I went for a 30 minute run on Monday morning.  With my own breath.  And that felt good.  I feel so close to God when I run outside, which is probably why I'm so addicted.

God is incredible, and even bigger than anything we can imagine, and any struggle that we go through.  Even if the circumstances had been different, even if I had died, He still would have been good.  Because that would have been part of His perfect plan. 

May His name be glorified.

Over the years, people have told me the various ways that God touched them or changed them at this time three years ago.  These are a few of my reflections.  I would love to hear yours.

Love,
Ashleigh

4.03.2012

Anxiety and things...

be anxious for nothing, HE says.

My heart is constantly balking.  By Sunday I will have worked 58 hours this week.  There are only so many hours in the day to get things done. My mind is swirling, never settling on one stray thought before flitting to another, trying to remember who to call, which bill to pay, or finding a time to vacuum my kitchen (which I so thoughtfully dusted with coffee grinds before I flew out the door this afternoon).

be anxious for nothing, but in everything by prayer and supplication with thanksgiving let your requests be made known to God, HE says.

I need this reminder so much.  I'm so busy thinking about the things that I have to do, that I don't spend time reflecting and thanking Jesus for the things He's done in my life.  There are many things to reflect on: my relationship with God, Christ's return, my relationship with Jake, marriage, and the list goes on.  I often find myself telling Jake that I wish I had an answer for people when they ask me reflective questions such as: What has God taught you in marriage?
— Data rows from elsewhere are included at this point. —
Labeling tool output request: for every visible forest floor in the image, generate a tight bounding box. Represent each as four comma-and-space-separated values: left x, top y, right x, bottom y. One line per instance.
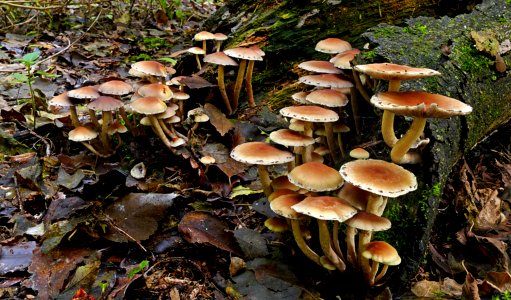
0, 1, 511, 300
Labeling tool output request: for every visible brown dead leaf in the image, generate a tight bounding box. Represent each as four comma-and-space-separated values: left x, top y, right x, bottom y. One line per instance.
204, 103, 234, 136
178, 211, 241, 255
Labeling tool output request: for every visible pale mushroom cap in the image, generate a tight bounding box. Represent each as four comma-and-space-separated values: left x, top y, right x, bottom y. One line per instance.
130, 97, 167, 115
305, 89, 349, 107
287, 162, 344, 192
69, 126, 98, 142
280, 105, 339, 122
291, 196, 357, 222
137, 83, 173, 101
353, 63, 441, 80
371, 91, 472, 118
203, 52, 238, 66
224, 47, 263, 60
362, 241, 401, 266
270, 194, 305, 220
98, 80, 133, 95
298, 60, 342, 74
345, 211, 392, 231
270, 129, 314, 147
87, 96, 124, 111
339, 159, 417, 198
67, 85, 101, 99
231, 142, 295, 165
131, 60, 169, 77
315, 38, 351, 54
298, 74, 353, 88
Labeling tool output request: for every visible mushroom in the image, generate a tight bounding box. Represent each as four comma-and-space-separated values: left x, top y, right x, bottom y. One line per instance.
371, 92, 472, 163
231, 142, 294, 197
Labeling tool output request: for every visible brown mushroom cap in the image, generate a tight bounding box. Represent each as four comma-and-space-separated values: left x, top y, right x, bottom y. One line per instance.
280, 105, 339, 122
339, 159, 417, 197
287, 162, 344, 192
371, 91, 472, 118
362, 241, 401, 266
305, 89, 349, 107
291, 196, 357, 222
98, 80, 133, 95
298, 74, 353, 88
298, 60, 342, 74
353, 63, 441, 80
315, 38, 351, 54
270, 129, 314, 147
231, 142, 295, 165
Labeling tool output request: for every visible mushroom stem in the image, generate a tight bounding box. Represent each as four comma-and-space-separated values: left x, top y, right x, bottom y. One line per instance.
257, 165, 272, 197
291, 220, 321, 266
390, 117, 427, 164
245, 60, 256, 107
217, 65, 232, 115
231, 59, 247, 111
317, 219, 346, 272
What things are you learning?  Those questions, however, give me a reason to stop and ponder. 

Prayer is also something that I've been struggling with.  We're so quick to try sorting out our problems by ourselves, aren't we?  Just wait until the end of that verse:

be anxious for nothing, but in everything by prayer and supplication with thanksgiving let your requests be made known to God. And the peace of God, which surpasses all understanding, will guard your hearts and your minds in Christ Jesus...phil 4:6,7

Peace? What is this? My heart has been so unfamiliar with this word lately.  But His Word says it right there: His peace will guard my heart and mind.  First I have to give my cares to Him...all of them.